Phemie was beginning to fear these small women were going to tax her capabilities as an expounder of Holy Writ, but she quietly said to this:

"Dinna ye think, Emily, that ye 'd mind 't langer, seein' Kitty wearin' th' torn apron, 'n lang whiles aifter thinkin' o' hoo gude she was, 'n hoo sorry you was 't you disobeyed your mither so Kitty had t' wear 't, 'n ye wouldn't do it mair."

Emily looked thoughtful. "I wouldn't, Miss 'Gregor; if Kitty had to wear a tored ampern to a party 'cause I went on the fence 'n 'sobeyed mamma, I'd never, never go on a fence again."

"A very prompt application of a lesson, Miss McGregor; let me commend your trite way of instilling truths."
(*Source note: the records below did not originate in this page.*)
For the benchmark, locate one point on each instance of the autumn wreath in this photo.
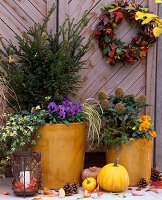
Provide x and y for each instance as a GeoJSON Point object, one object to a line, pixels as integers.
{"type": "Point", "coordinates": [113, 48]}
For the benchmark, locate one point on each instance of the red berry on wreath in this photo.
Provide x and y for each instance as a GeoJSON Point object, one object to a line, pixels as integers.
{"type": "Point", "coordinates": [113, 48]}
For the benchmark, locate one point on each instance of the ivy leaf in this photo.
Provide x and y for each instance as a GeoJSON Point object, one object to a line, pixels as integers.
{"type": "Point", "coordinates": [114, 9]}
{"type": "Point", "coordinates": [129, 8]}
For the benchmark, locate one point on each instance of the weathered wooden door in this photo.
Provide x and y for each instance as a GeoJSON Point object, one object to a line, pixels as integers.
{"type": "Point", "coordinates": [18, 16]}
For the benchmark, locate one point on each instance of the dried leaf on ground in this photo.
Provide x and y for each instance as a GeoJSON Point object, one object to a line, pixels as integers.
{"type": "Point", "coordinates": [99, 194]}
{"type": "Point", "coordinates": [119, 195]}
{"type": "Point", "coordinates": [157, 184]}
{"type": "Point", "coordinates": [138, 189]}
{"type": "Point", "coordinates": [135, 194]}
{"type": "Point", "coordinates": [85, 194]}
{"type": "Point", "coordinates": [152, 189]}
{"type": "Point", "coordinates": [46, 191]}
{"type": "Point", "coordinates": [61, 193]}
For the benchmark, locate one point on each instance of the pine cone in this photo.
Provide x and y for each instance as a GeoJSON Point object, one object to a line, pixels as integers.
{"type": "Point", "coordinates": [68, 189]}
{"type": "Point", "coordinates": [142, 183]}
{"type": "Point", "coordinates": [155, 175]}
{"type": "Point", "coordinates": [75, 187]}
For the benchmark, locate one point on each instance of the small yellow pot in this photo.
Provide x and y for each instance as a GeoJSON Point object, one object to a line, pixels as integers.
{"type": "Point", "coordinates": [62, 150]}
{"type": "Point", "coordinates": [136, 158]}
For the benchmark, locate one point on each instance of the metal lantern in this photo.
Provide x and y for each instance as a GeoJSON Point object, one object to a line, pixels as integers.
{"type": "Point", "coordinates": [26, 169]}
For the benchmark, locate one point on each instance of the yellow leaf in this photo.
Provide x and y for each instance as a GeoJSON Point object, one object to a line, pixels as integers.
{"type": "Point", "coordinates": [139, 15]}
{"type": "Point", "coordinates": [157, 31]}
{"type": "Point", "coordinates": [158, 1]}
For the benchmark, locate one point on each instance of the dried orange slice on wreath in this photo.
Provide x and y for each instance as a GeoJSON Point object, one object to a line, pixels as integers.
{"type": "Point", "coordinates": [113, 48]}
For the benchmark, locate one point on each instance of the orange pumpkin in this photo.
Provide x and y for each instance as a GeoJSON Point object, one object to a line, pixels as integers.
{"type": "Point", "coordinates": [113, 178]}
{"type": "Point", "coordinates": [90, 172]}
{"type": "Point", "coordinates": [89, 184]}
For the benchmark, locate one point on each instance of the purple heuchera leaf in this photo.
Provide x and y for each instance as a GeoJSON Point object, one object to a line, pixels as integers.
{"type": "Point", "coordinates": [52, 107]}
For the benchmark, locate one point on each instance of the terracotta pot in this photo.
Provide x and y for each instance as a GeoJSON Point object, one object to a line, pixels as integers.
{"type": "Point", "coordinates": [135, 157]}
{"type": "Point", "coordinates": [62, 150]}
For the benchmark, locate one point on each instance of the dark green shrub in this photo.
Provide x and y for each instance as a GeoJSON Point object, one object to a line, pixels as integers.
{"type": "Point", "coordinates": [44, 64]}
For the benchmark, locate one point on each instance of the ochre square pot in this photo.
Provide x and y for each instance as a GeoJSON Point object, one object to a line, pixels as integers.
{"type": "Point", "coordinates": [135, 157]}
{"type": "Point", "coordinates": [62, 150]}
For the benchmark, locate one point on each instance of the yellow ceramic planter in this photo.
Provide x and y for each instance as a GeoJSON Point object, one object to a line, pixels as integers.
{"type": "Point", "coordinates": [62, 150]}
{"type": "Point", "coordinates": [136, 158]}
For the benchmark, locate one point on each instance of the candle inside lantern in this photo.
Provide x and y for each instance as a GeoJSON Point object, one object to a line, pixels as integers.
{"type": "Point", "coordinates": [27, 178]}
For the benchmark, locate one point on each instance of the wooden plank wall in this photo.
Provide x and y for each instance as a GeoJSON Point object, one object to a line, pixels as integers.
{"type": "Point", "coordinates": [158, 113]}
{"type": "Point", "coordinates": [138, 79]}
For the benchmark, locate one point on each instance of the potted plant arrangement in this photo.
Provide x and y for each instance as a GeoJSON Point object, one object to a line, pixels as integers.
{"type": "Point", "coordinates": [127, 135]}
{"type": "Point", "coordinates": [39, 72]}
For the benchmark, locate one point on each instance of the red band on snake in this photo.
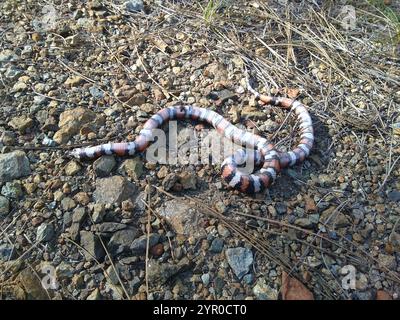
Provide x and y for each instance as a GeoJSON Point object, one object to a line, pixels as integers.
{"type": "Point", "coordinates": [264, 153]}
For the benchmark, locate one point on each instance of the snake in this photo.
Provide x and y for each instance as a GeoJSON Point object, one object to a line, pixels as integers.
{"type": "Point", "coordinates": [267, 158]}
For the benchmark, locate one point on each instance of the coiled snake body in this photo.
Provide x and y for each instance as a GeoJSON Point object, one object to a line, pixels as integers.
{"type": "Point", "coordinates": [271, 160]}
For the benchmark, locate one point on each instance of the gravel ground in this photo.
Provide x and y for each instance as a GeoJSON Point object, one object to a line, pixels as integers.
{"type": "Point", "coordinates": [124, 228]}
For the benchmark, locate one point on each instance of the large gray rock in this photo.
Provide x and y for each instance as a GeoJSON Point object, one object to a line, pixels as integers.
{"type": "Point", "coordinates": [13, 165]}
{"type": "Point", "coordinates": [122, 240]}
{"type": "Point", "coordinates": [240, 260]}
{"type": "Point", "coordinates": [184, 219]}
{"type": "Point", "coordinates": [113, 190]}
{"type": "Point", "coordinates": [92, 245]}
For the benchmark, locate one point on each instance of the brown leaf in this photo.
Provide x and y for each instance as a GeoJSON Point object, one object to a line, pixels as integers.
{"type": "Point", "coordinates": [292, 93]}
{"type": "Point", "coordinates": [293, 289]}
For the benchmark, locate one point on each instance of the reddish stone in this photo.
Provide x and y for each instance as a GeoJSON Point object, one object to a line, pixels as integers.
{"type": "Point", "coordinates": [293, 289]}
{"type": "Point", "coordinates": [157, 250]}
{"type": "Point", "coordinates": [310, 205]}
{"type": "Point", "coordinates": [383, 295]}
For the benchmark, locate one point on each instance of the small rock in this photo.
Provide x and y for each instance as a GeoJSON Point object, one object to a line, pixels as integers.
{"type": "Point", "coordinates": [280, 208]}
{"type": "Point", "coordinates": [270, 126]}
{"type": "Point", "coordinates": [217, 245]}
{"type": "Point", "coordinates": [71, 121]}
{"type": "Point", "coordinates": [98, 213]}
{"type": "Point", "coordinates": [310, 205]}
{"type": "Point", "coordinates": [92, 245]}
{"type": "Point", "coordinates": [12, 190]}
{"type": "Point", "coordinates": [240, 260]}
{"type": "Point", "coordinates": [132, 167]}
{"type": "Point", "coordinates": [387, 261]}
{"type": "Point", "coordinates": [4, 206]}
{"type": "Point", "coordinates": [72, 168]}
{"type": "Point", "coordinates": [122, 240]}
{"type": "Point", "coordinates": [248, 278]}
{"type": "Point", "coordinates": [7, 56]}
{"type": "Point", "coordinates": [45, 232]}
{"type": "Point", "coordinates": [205, 278]}
{"type": "Point", "coordinates": [21, 123]}
{"type": "Point", "coordinates": [304, 223]}
{"type": "Point", "coordinates": [95, 295]}
{"type": "Point", "coordinates": [96, 93]}
{"type": "Point", "coordinates": [134, 6]}
{"type": "Point", "coordinates": [64, 271]}
{"type": "Point", "coordinates": [383, 295]}
{"type": "Point", "coordinates": [159, 273]}
{"type": "Point", "coordinates": [264, 292]}
{"type": "Point", "coordinates": [223, 231]}
{"type": "Point", "coordinates": [184, 219]}
{"type": "Point", "coordinates": [169, 181]}
{"type": "Point", "coordinates": [74, 81]}
{"type": "Point", "coordinates": [67, 204]}
{"type": "Point", "coordinates": [7, 252]}
{"type": "Point", "coordinates": [32, 285]}
{"type": "Point", "coordinates": [13, 165]}
{"type": "Point", "coordinates": [139, 244]}
{"type": "Point", "coordinates": [108, 227]}
{"type": "Point", "coordinates": [293, 289]}
{"type": "Point", "coordinates": [188, 180]}
{"type": "Point", "coordinates": [157, 250]}
{"type": "Point", "coordinates": [162, 173]}
{"type": "Point", "coordinates": [394, 196]}
{"type": "Point", "coordinates": [104, 165]}
{"type": "Point", "coordinates": [113, 190]}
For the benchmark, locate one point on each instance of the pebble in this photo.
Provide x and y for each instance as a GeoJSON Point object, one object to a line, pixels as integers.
{"type": "Point", "coordinates": [184, 219]}
{"type": "Point", "coordinates": [122, 240]}
{"type": "Point", "coordinates": [7, 56]}
{"type": "Point", "coordinates": [92, 245]}
{"type": "Point", "coordinates": [72, 168]}
{"type": "Point", "coordinates": [71, 121]}
{"type": "Point", "coordinates": [13, 165]}
{"type": "Point", "coordinates": [280, 208]}
{"type": "Point", "coordinates": [139, 245]}
{"type": "Point", "coordinates": [132, 168]}
{"type": "Point", "coordinates": [45, 232]}
{"type": "Point", "coordinates": [394, 195]}
{"type": "Point", "coordinates": [217, 245]}
{"type": "Point", "coordinates": [262, 291]}
{"type": "Point", "coordinates": [104, 165]}
{"type": "Point", "coordinates": [21, 123]}
{"type": "Point", "coordinates": [12, 190]}
{"type": "Point", "coordinates": [96, 93]}
{"type": "Point", "coordinates": [205, 278]}
{"type": "Point", "coordinates": [7, 252]}
{"type": "Point", "coordinates": [240, 259]}
{"type": "Point", "coordinates": [134, 6]}
{"type": "Point", "coordinates": [4, 206]}
{"type": "Point", "coordinates": [113, 190]}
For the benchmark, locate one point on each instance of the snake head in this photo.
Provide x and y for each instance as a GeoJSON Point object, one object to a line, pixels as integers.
{"type": "Point", "coordinates": [75, 153]}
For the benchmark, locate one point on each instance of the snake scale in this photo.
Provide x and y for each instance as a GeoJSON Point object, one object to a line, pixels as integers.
{"type": "Point", "coordinates": [264, 154]}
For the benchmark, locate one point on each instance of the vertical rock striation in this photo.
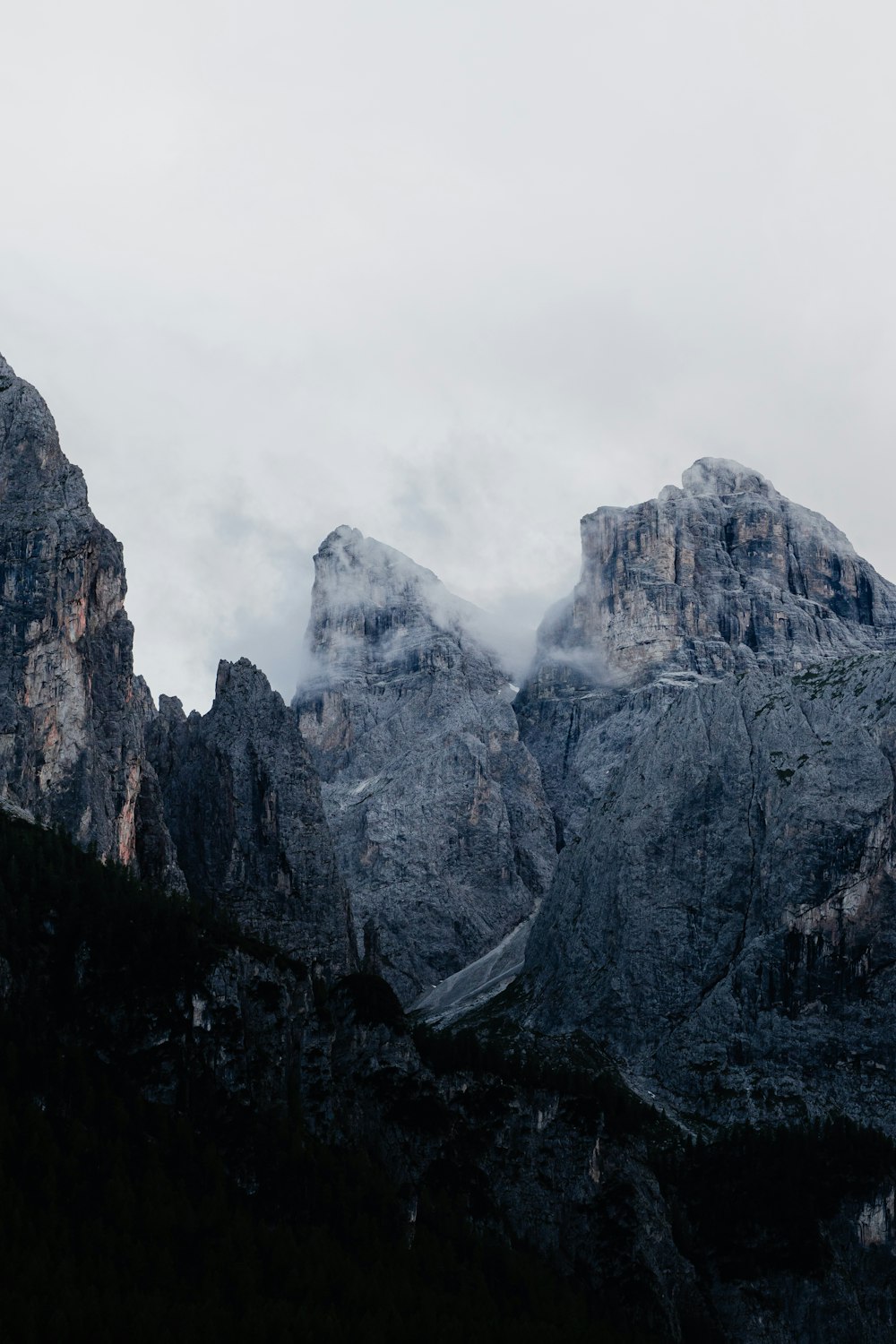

Malcolm Cameron was a visitor that day and had stopped at Phemie's seat.

"I'm weel pleased gin ye think I'll can do ony gude i' th' wark; it's my first day wi' a class," said Phemie, simply and earnestly.

Mrs. Malloch came and welcomed Phemie on their teaching staff, and invited her to meet the other teachers at her house the week following on Saturday afternoon. Those Saturday afternoons at Mrs. Malloch's grew to be a feature of the winter, and Phemie to be a valued addition to the circle gathered there.

Her innate piety made the estrangement with the McAlpin family hard to bear. Had the cause been anything else than what it was she would long ago—for her father's and mother's sake, as well as because she wearied for Jean, and because she would be at peace with all—have gone over again and sought for reconciliation, but for this cause she was held back as with a three-fold cord.

"She'd happen flout me again," said Phemie to herself, arguing out what was best to do. "I'll no could staun't an' 'twould mak' a clood 'twixt me an' th' Lord. No ane's hurted, an' we's better leave weel eneuch alane."